Synopses & Reviews
Synopsis
In the first of three acts, Ponyboy's titular narrator--a pill-popping, speed-snorting trans-masculine lightning bolt--unravels in his Paris apartment. Ponyboy is caught in a messy love triangle with Baby, a lesbian painter who can't see herself being with someone trans, and Toni, a childhood friend who can actually see Ponyboy for who he is. Strung out, Ponyboy follows Baby to Berlin in act two, where he sinks deeper into drugs and falls for Hart, a fellow writer, all the while pursued by a megalomaniacal photographer hungry for the next hot thing. As Ponyboy's relationships crumble, he overdoses and find himself alone in his childhood home in Nebraska. The novel's final act follows Ponyboy to rehab, exploring the ways in which trans identity, addiction, and recovery reforge the bond between mother and child. Eliot Duncan reveals, in precise atmospheric prose reminiscent of Anne Carson and Allen Ginsberg, the innate splendor, joy, and ache of becoming oneself.
Synopsis
Ponyboy unravels in his Paris apartment. Cut to the bar. Cut to the back room. Ponyboy is strung out and struggling. He is falling into the widening chasm between who he is--trans, electrically so--and the blank canvas his girlfriend, Baby, wants him to be.

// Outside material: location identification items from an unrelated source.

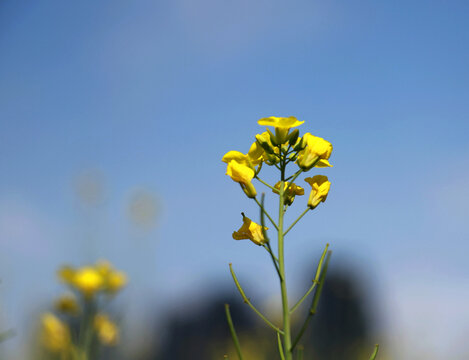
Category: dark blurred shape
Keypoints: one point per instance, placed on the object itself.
(339, 331)
(341, 328)
(195, 335)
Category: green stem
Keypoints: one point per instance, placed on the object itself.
(262, 181)
(283, 285)
(299, 218)
(315, 280)
(264, 234)
(375, 352)
(280, 347)
(265, 212)
(247, 301)
(269, 250)
(233, 332)
(299, 353)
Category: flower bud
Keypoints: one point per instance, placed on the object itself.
(293, 137)
(265, 142)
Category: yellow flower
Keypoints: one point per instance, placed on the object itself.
(88, 280)
(242, 174)
(116, 281)
(66, 274)
(317, 152)
(255, 153)
(280, 122)
(55, 335)
(250, 231)
(237, 156)
(291, 191)
(67, 304)
(108, 332)
(320, 186)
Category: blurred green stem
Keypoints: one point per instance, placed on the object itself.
(233, 333)
(314, 304)
(247, 301)
(315, 280)
(375, 352)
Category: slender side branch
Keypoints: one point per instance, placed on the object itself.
(315, 280)
(299, 353)
(247, 301)
(280, 347)
(262, 181)
(314, 305)
(269, 250)
(233, 332)
(292, 178)
(299, 218)
(375, 352)
(263, 212)
(264, 234)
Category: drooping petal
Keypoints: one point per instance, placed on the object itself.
(235, 155)
(280, 122)
(320, 186)
(250, 231)
(239, 172)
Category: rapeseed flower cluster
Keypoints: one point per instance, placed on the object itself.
(277, 148)
(78, 326)
(282, 148)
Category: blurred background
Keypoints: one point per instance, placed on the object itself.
(114, 117)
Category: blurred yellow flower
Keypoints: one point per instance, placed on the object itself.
(66, 274)
(243, 175)
(317, 149)
(113, 280)
(291, 191)
(108, 332)
(250, 231)
(88, 280)
(55, 335)
(320, 186)
(280, 122)
(67, 304)
(91, 279)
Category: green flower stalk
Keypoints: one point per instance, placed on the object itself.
(281, 148)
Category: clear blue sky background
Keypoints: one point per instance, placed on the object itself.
(153, 93)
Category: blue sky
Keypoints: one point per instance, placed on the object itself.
(152, 94)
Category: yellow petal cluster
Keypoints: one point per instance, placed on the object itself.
(250, 231)
(280, 122)
(91, 279)
(55, 335)
(316, 152)
(320, 186)
(291, 190)
(243, 175)
(108, 332)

Cut to Berlin. Ponyboy sinks deeper into drugs and falls for Gabriel, all the while pursued by a photographer hungry for the next hot thing. As his relationships crumble, he overdoses.
Cut to open sky. In a rehab back home in Iowa, Ponyboy is his mother's son. In precise, atmospheric prose, Eliot Duncan's debut novel lays bare the innate splendor, joy, and ache of becoming one's self.